In this video, Tonya Echols Cole, MD, discusses the encouraging medical advances that are enabling patients to live a longer life with a metastatic breast cancer diagnosis.
Transcript
So drugs, especially for breast cancer, they are evolving so rapidly that we're really
able to offer things now that we couldn't, you know, even 10 years ago. [MUSIC PLAYING]
Typically, someone with metastatic disease is on some type of treatment. Each particular cancer is different.
And we know that there are certain subtypes of breast cancer in particular where we know that we have treatments that can prolong life
for quite a long time.
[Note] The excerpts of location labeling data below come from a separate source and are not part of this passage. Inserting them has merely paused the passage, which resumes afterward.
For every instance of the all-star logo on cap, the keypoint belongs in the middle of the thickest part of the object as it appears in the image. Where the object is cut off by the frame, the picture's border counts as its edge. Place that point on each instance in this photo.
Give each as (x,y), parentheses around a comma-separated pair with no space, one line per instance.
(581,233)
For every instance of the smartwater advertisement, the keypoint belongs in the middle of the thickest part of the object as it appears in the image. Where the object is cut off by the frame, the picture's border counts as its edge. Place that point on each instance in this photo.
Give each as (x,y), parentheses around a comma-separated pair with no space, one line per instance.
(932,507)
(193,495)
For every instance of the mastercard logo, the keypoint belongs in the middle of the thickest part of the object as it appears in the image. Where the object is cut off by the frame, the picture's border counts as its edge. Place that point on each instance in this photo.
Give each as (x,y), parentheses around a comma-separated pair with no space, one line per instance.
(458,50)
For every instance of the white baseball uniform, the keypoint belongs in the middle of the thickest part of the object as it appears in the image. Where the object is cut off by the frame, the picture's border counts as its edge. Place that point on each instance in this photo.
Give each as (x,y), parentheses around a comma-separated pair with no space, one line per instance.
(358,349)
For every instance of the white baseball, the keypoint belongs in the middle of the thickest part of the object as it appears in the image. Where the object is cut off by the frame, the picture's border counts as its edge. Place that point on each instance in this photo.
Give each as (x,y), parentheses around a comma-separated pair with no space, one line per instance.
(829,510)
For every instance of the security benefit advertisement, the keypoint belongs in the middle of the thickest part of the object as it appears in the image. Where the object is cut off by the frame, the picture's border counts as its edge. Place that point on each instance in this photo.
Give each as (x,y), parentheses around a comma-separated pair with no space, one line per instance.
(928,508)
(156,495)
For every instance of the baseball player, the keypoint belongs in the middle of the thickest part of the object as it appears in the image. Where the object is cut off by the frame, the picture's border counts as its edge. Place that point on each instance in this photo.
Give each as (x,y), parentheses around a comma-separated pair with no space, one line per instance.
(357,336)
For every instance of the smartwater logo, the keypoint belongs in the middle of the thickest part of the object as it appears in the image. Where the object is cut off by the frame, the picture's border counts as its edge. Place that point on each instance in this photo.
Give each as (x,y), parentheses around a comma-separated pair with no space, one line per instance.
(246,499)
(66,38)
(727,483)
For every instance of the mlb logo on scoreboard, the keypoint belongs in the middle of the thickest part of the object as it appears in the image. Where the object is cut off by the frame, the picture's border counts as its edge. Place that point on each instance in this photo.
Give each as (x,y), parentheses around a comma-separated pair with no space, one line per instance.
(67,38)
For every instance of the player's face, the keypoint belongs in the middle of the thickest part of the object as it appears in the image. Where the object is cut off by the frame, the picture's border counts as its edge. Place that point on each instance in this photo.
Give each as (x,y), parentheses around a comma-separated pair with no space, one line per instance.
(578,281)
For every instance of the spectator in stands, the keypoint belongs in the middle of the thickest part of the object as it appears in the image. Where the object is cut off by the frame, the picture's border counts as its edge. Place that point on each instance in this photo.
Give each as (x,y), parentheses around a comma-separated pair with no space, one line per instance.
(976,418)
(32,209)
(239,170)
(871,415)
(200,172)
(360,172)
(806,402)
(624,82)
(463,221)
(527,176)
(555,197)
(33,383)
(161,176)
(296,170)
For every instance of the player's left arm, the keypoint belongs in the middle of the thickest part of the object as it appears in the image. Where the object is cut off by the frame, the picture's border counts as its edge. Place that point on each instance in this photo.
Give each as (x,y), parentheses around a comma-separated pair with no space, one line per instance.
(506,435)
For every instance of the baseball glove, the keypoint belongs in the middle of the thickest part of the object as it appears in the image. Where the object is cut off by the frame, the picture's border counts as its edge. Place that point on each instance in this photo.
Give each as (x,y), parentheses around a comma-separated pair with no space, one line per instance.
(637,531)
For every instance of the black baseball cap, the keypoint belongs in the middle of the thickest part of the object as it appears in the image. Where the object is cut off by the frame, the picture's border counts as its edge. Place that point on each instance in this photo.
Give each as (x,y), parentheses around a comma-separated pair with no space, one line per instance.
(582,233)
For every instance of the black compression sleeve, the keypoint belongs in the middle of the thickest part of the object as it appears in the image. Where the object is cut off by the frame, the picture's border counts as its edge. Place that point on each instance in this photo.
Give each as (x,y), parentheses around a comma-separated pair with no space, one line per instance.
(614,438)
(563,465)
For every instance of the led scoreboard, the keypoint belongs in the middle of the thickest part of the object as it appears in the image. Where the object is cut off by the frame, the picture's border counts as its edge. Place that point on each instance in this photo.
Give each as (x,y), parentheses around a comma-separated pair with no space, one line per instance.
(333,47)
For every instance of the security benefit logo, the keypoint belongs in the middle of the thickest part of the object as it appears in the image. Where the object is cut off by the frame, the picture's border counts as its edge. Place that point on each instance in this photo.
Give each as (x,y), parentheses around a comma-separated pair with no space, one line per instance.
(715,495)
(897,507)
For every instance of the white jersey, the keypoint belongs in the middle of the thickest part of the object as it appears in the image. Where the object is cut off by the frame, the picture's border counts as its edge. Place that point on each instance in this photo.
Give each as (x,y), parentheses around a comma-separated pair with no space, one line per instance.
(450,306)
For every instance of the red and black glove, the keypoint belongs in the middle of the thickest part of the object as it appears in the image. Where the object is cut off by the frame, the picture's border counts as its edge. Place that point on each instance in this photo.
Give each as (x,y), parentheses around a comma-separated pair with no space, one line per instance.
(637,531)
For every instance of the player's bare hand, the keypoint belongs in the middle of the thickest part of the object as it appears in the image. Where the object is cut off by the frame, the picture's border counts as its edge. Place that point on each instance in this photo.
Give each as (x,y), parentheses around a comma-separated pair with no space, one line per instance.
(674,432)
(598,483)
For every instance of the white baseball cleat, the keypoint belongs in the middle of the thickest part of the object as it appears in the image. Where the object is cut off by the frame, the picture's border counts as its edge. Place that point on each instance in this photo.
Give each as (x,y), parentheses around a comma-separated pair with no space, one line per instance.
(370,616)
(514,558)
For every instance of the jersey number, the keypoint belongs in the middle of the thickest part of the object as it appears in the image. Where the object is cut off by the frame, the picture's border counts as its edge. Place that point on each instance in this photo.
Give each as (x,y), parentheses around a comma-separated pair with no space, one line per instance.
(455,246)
And when we see patients that live in those subsections of disease, we're
able to reassure them that there are other treatment options down the line that we can still use if the one that they're using right now fails.
We can treat with what we call external beam radiation. That's where a patient will come in and get a daily treatment, an X-ray treatment.
And they're always fractionated out over a period of anywhere from one day, a single fraction,
to up to eight, nine weeks of radiation, depending on what part of the body we're treating and what the goal of the treatment is.
Then we have internal radiation, where we actually can put radiation implanted into a specific organ
or part of the body, where we deliver a dose right to that area. When we use implanted radiation or brachytherapy,
that radiation is very targeted, only to that area where we put the radiation source.